Checkpoint Inhibition Improves Clearance of Senescent Cells

Immune checkpoint inhibition, such as via targeting PD1, is used to fire up the immune system to attack cancer, temporarily disabling some of the natural mechanisms intended to prevent immune cells from running amok. In the case of cancer, this is intended to overcome the abuse of immune checkpoints by cancerous tissue, one of the many strategies by which an established tumor suppresses or co-opts the immune system. But does inhibition of immune checkpoints improve other aspects of immune function? Apparently so, as in today's open access paper, researchers present evidence for a reduced burden of senescent cells following checkpoint inhibition.

Interestingly, it is unclear as to whether the improvement of measures of health in mice is as much a matter of reducing the harmful pro-inflammatory senescence-associated secretory phenotype (SASP) as it is resulting from clearance of senescent cells. Checkpoint inhibitors, at least PD-L1, appear to be involved in generation of the SASP, as cells lacking that gene produce a more muted SASP.

While this is interesting research, checkpoint inhibition seems unlikely to be a viable addition to the range of senolytic therapies presently under development, however. If one looks at the clinical trial data for established checkpoint inhibitors used to treat cancer, there appears to be something like a 7% chance of lasting complications resulting from treatment. That list of problems includes the possibility of developing forms of autoimmunity - immune checkpoints exist for a reason. The cost-benefit equation for a cancer that will go on to kill you, and for which the alternative treatments are worse, is somewhat different to that for an increased burden of senescent cells that will kill you very much more slowly, and for which the range of alternative treatments come with next to no risk of lasting side-effects.

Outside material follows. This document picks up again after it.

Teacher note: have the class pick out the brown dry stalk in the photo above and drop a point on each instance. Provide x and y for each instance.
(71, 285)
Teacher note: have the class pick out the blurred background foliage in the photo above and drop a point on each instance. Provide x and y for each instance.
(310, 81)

Blocking PD-L1-PD-1 improves senescence surveillance and ageing phenotypes

The accumulation of senescent cells is a major cause of age-related inflammation and predisposes to a variety of age-related diseases. However, little is known about the molecular basis underlying this accumulation and its potential as a target to ameliorate the ageing process. Here we show that senescent cells heterogeneously express the immune checkpoint protein programmed death-ligand 1 (PD-L1) and that PD-L1+ senescent cells accumulate with age in vivo. PD-L1- cells are sensitive to T cell surveillance, whereas PD-L1+ cells are resistant, even in the presence of senescence-associated secretory phenotypes (SASP).

Single-cell analysis of p16+ cells in vivo revealed that PD-L1 expression correlated with higher levels of SASP. Consistent with this, administration of programmed cell death protein 1 (PD-1) antibody to naturally ageing mice or a mouse model with normal livers or induced nonalcoholic steatohepatitis reduces the total number of p16+ cells in vivo as well as the PD-L1+ population in an activated CD8+ T cell-dependent manner, ameliorating various ageing-related phenotypes.

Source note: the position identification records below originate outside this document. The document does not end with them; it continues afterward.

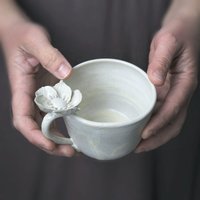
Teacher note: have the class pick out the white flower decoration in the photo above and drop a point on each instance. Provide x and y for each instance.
(59, 98)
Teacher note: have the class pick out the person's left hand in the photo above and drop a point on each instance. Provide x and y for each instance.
(173, 70)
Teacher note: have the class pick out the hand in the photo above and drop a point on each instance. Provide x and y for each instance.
(26, 46)
(173, 70)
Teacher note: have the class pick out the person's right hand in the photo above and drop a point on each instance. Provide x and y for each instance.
(30, 57)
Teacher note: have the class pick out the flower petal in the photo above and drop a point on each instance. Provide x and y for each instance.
(44, 103)
(47, 91)
(75, 100)
(63, 90)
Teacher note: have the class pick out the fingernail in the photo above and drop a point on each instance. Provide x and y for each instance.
(158, 75)
(63, 71)
(147, 134)
(139, 150)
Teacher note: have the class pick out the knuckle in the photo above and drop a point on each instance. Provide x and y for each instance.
(51, 60)
(15, 123)
(33, 30)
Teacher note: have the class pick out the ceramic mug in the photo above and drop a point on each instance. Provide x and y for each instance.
(117, 102)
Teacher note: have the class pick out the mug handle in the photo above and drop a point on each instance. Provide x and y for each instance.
(48, 133)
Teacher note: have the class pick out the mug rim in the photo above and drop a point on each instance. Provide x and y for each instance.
(124, 123)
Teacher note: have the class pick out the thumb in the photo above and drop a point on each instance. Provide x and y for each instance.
(49, 57)
(162, 53)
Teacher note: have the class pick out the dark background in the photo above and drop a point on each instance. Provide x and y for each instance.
(171, 172)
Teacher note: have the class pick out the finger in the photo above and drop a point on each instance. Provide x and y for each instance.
(37, 44)
(33, 134)
(164, 135)
(177, 98)
(62, 150)
(161, 55)
(24, 120)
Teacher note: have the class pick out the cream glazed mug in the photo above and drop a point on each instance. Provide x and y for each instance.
(105, 105)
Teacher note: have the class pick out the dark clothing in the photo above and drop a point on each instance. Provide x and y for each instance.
(83, 30)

These results suggest that the heterogeneous expression of PD-L1 has an important role in the accumulation of senescent cells and inflammation associated with ageing, and the elimination of PD-L1+ senescent cells by immune checkpoint blockade may be a promising strategy for anti-ageing therapy.


If the half life of the checkpoint inhibitor was shortened (and dose increased?), perhaps there wouldn't be too much long term immune memory trained or other side effects per useful immune activity.

Also, it'd be interesting if something secondary could tip the scales of immune system target priorities, even if fuzzy.